When he happened upon her bedroom, a heavy weight crashed into his back and tackled him to the floor.
It was all so quick, and Kondo found his nose touching the tip of a very threatening halberd.
"Otae-san!"
"Oh. It's you."
"Otae-san, are you okay? Are you hurt?"
"Does it look like I'm hurt, asshole? Although someone's going to be hurt between the two of us, and it's not going to be me. I worked a double shift because of the holidays and I'm not in a good mood!"
"W-wait! I have presents!"
"Presents? For me? This had better be good…"
Lowering her weapon, the captain gestured toward the door where Otae spotted a large bag. Suspicious, the woman put the weapon aside and released Kondo from her tackle. Walking to the bag, she pressed a finger to her lip.
"What's in it?"
Kondo didn't answer.
Deciding to open the bag, when she did, the first thing she saw was a familiar label. It was a bag full of Bargain Dash and a coupon for a year's supply. Feeling her vicious anger simmer away, she froze as she looked over the gift.

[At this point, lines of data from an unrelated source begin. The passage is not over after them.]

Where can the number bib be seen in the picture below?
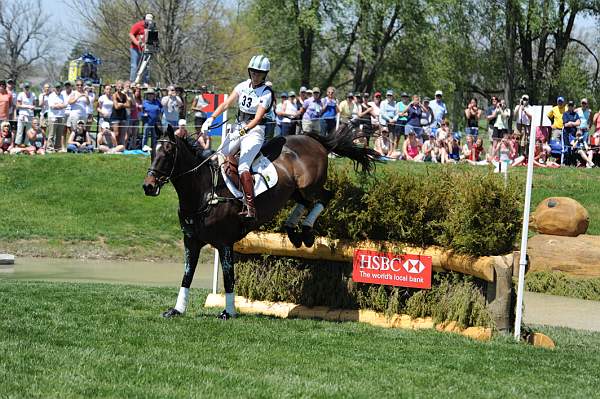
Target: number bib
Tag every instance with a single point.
(249, 99)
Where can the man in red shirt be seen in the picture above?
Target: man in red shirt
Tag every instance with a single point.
(136, 37)
(5, 102)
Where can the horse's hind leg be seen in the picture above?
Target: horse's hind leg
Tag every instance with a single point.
(291, 223)
(226, 257)
(308, 234)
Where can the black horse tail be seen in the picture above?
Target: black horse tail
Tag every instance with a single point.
(341, 143)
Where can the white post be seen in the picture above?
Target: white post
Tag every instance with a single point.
(216, 271)
(525, 230)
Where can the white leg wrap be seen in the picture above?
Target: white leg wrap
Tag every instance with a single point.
(230, 303)
(313, 215)
(295, 215)
(181, 304)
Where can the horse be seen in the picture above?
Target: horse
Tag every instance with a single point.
(209, 214)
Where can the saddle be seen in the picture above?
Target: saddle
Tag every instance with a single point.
(270, 150)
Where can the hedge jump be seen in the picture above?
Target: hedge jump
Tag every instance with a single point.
(496, 271)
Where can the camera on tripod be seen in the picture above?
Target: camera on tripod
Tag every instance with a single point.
(151, 33)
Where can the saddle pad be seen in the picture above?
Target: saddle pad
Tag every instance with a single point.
(263, 172)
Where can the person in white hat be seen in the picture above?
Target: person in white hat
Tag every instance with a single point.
(438, 106)
(181, 129)
(255, 100)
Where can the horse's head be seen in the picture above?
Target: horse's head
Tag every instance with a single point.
(164, 158)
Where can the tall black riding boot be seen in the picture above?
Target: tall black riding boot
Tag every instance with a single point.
(248, 187)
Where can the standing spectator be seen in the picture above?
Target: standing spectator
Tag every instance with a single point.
(181, 129)
(25, 105)
(490, 117)
(134, 117)
(472, 114)
(7, 140)
(118, 118)
(570, 122)
(585, 114)
(555, 116)
(107, 142)
(80, 140)
(375, 106)
(105, 104)
(502, 115)
(288, 113)
(5, 102)
(36, 138)
(412, 148)
(151, 114)
(171, 104)
(523, 116)
(330, 112)
(79, 102)
(43, 104)
(348, 108)
(136, 39)
(311, 112)
(388, 117)
(413, 118)
(56, 119)
(198, 105)
(439, 109)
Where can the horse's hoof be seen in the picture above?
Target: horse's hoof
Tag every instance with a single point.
(294, 236)
(224, 315)
(171, 313)
(308, 236)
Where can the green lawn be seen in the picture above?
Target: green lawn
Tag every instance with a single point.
(64, 340)
(93, 205)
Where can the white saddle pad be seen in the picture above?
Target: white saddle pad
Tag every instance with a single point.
(263, 172)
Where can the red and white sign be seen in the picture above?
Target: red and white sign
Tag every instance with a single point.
(391, 269)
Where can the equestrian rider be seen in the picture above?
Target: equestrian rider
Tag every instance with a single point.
(255, 100)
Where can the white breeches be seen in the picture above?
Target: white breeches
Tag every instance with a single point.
(249, 145)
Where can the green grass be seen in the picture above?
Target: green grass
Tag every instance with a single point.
(93, 340)
(93, 205)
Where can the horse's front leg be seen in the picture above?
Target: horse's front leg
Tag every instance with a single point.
(192, 247)
(226, 257)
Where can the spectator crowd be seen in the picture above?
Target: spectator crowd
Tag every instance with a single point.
(71, 117)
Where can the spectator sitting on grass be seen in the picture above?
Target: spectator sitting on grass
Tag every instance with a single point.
(411, 150)
(431, 152)
(107, 142)
(383, 145)
(36, 139)
(581, 148)
(80, 140)
(181, 129)
(7, 140)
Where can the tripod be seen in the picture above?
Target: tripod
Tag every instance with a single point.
(143, 65)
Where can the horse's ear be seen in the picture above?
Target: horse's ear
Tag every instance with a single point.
(170, 132)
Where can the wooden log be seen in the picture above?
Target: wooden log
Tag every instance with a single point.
(343, 251)
(577, 256)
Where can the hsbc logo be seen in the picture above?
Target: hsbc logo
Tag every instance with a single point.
(413, 266)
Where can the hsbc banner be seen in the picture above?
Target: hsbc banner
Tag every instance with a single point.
(391, 269)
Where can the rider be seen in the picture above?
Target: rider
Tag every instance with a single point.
(255, 100)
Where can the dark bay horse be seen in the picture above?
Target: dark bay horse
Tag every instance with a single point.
(209, 215)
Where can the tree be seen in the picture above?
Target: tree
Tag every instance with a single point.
(25, 37)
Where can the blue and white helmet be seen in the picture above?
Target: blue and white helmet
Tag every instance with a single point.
(260, 63)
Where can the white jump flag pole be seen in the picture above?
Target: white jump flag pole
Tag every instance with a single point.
(525, 231)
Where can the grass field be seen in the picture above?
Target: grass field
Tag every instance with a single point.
(62, 340)
(93, 205)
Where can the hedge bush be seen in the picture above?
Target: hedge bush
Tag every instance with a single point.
(470, 211)
(453, 297)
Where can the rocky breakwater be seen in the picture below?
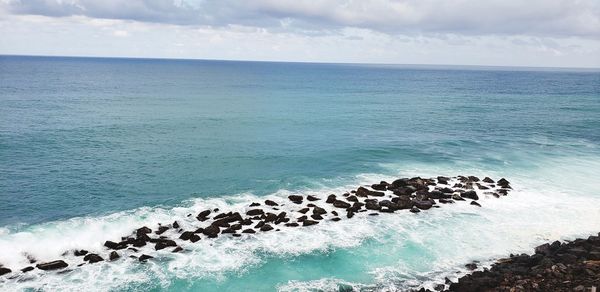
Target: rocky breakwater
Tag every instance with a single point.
(556, 266)
(296, 211)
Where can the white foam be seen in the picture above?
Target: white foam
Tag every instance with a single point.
(536, 211)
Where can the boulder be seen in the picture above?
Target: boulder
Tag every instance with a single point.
(161, 229)
(423, 205)
(4, 271)
(341, 204)
(113, 256)
(164, 243)
(54, 265)
(93, 258)
(308, 222)
(470, 195)
(295, 199)
(211, 231)
(145, 257)
(80, 252)
(330, 199)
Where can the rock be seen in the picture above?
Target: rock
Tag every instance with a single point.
(295, 199)
(143, 231)
(475, 204)
(470, 195)
(187, 235)
(352, 199)
(380, 186)
(93, 258)
(81, 252)
(266, 227)
(319, 211)
(145, 257)
(164, 243)
(330, 199)
(114, 245)
(308, 222)
(503, 183)
(25, 270)
(423, 205)
(113, 256)
(161, 230)
(54, 265)
(341, 204)
(255, 212)
(4, 271)
(443, 180)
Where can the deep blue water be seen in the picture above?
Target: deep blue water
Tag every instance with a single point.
(95, 136)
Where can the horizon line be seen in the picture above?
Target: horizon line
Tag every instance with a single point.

"Isao. You shouldn't have…"
"Well, you know, anything for the woman I love-"
"No, I mean, you really shouldn't have. Why is this miso ramen ice cream? Garlic and Shark fin? Where the hell is my cherry-vanilla?"
"Wh-what? But, I didn't know what flavor to buy and I- well, I-"
"Isaooooooooooooo!"
Eyes glowing with fury, the brunette reached for her weapon again.
"It's the thought that counts?"
"I'll kill you!"
"OTAE-SAN!"
There were 5 stories or so in here, so I hope it wasn't too confusing. The Yorozuya group, the Shinsengumi, Otose and Catherine, Otae (later with Kondo), and the small Katsura and Elizabeth segment before most of them run into each other.